In the case of first impression, the Commonwealth Court recently addressed what constitutes a "significant and separately identifiable service" performed in addition to another procedure under the Workers' Compensation Medical Cost Containment Regulations. The facts are relatively simple. The injured worker treated with a chiropractor. The chiropractor billed the insurance carrier for an office visit in addition to charges for the specific modalities provided during each visit.

The insurance carrier denied payment for the office visit charges but paid the other treatments. The provider then filed a series of application for fee review.

Section 306 (f.1) of the Workers' Compensation Act and the Medical Cost Containment Regulations require Healthcare providers to bill for their treatment in accordance with the Medicare procedure codes and limits payment to providers based upon Medicare reimbursement rates. Furthermore, Section 127.105 of the Medical Cost Containment Regulations governs payment to chiropractors and states "payment shall be made for an office visit provided on the same day as another procedure only when the office visit represents a significant and separately identifiable service performed in addition to the other procedure." The Medical Cost Containment Regulations do not define the phrase "significant and separately identifiable service" or "significant and separately identifiable."

Therefore, the Court looked to federal Medicare case law and administrative decisions which have held that an examination or evaluation on the same date as another procedure does not constitute "Significant and Separately Identifiable Service" unless it is above and beyond the usual evaluation performed in conjunction with that procedure or is unrelated to the procedure that was performed on the same day. In particular, consultations were not "significant and separately identifiable services." However, an evaluation is a significant and separately identifiable service" only if a patient's condition required an evaluation above and beyond the usual pre-operative or post-operative work of the procedure, in evaluations and close proximity in time with no significate changes in medical condition do not satisfy the significant and separately identifiable service requirement. Furthermore, the Centers for Medicare and Medicaid Services (the CMS) states with respect to chiropractors "Chiropractors will be allowed to bill Medicare for both an evaluation and management visit and for the treatment the first time the chiropractor assess a patient as well as for current patients in such instances as we know as a new condition, exacerbation or recurrence of the current condition or for a reassessment midway through treatment. Chiropractors should not bill for an evaluation and management visit service every time the treat a patient."

The Court, utilizing the language above, concluded that an examination involving no new medical condition, change in medical condition or other circumstances that requires an examination and assessment above and beyond the usual examination and evaluation for the treatment performed on the same date does not constitute a "significant and separately identifiable service" for which a chiropractor may be paid an additional fee. The case was remanded to the fee Review Hearing Office to make those determinations.

It is also significant to note that the question of what constitutes a significant and separately identifiable service is an issue of law, not an issue of fact.
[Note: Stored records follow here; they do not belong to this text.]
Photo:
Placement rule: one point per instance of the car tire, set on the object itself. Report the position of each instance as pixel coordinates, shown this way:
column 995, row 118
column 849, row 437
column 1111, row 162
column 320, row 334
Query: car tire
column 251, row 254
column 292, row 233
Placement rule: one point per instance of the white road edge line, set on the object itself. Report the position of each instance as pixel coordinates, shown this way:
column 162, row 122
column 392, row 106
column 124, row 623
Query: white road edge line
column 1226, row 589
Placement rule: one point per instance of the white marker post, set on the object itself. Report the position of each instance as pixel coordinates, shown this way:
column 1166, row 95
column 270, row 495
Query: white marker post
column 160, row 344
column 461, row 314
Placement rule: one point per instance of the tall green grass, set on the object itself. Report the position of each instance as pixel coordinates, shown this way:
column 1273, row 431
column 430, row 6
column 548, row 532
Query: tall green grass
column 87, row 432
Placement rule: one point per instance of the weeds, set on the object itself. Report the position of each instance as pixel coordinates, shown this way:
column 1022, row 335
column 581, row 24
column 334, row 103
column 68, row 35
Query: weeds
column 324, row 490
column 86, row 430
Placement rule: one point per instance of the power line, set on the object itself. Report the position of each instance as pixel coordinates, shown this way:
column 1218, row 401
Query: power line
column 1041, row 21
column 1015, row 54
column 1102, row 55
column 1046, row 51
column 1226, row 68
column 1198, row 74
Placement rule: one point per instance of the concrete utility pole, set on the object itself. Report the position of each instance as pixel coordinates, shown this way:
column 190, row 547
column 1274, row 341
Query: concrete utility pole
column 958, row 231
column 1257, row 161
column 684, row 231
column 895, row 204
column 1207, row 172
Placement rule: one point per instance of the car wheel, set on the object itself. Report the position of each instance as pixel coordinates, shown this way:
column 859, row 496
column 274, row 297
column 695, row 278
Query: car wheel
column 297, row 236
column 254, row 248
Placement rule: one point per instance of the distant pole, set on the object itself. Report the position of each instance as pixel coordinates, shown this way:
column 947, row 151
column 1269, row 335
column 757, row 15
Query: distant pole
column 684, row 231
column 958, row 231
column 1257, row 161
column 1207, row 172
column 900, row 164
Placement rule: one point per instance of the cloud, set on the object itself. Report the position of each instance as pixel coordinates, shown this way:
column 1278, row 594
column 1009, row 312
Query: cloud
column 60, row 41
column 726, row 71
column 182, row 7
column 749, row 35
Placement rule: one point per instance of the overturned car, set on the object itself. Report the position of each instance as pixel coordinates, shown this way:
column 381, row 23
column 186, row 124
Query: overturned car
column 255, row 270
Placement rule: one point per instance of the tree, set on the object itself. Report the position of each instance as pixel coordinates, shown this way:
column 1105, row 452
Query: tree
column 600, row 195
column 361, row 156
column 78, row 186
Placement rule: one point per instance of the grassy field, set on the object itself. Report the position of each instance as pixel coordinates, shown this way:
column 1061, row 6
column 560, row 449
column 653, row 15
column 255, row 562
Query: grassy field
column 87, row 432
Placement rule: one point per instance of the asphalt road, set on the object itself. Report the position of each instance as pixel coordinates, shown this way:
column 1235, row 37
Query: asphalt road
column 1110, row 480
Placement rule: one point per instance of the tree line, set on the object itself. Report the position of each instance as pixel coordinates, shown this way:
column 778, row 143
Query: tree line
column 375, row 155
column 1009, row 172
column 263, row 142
Accordingly, these charges are fully reviewable on appeal to the Commonwealth Court and are not bound by the credibility and factual determinations of the Fee Review Hearing Officer.

Comment: In light of this decision, it is our recommendation that you carefully review each and every chiropractor bill presented to you. If the chiropractor bills for a separate office visit in addition to the charges for the specific services provided, payment should be made for the specific services and not for the office visit. Should the provider challenge that decision though an application for fee review, carriers may rely upon this case to support their payment decisions. Similarly, should a Penalty Petition be filed for failing to pay for specific treatment, this case can be used to defend such petitions. The case may be found at 1033 CD 2016 and the case name is Sedgwick Claims Management Services v. Bureau of Workers' Compensation Fee Review Hearing Office (Piszel and Bucks County Pain Center).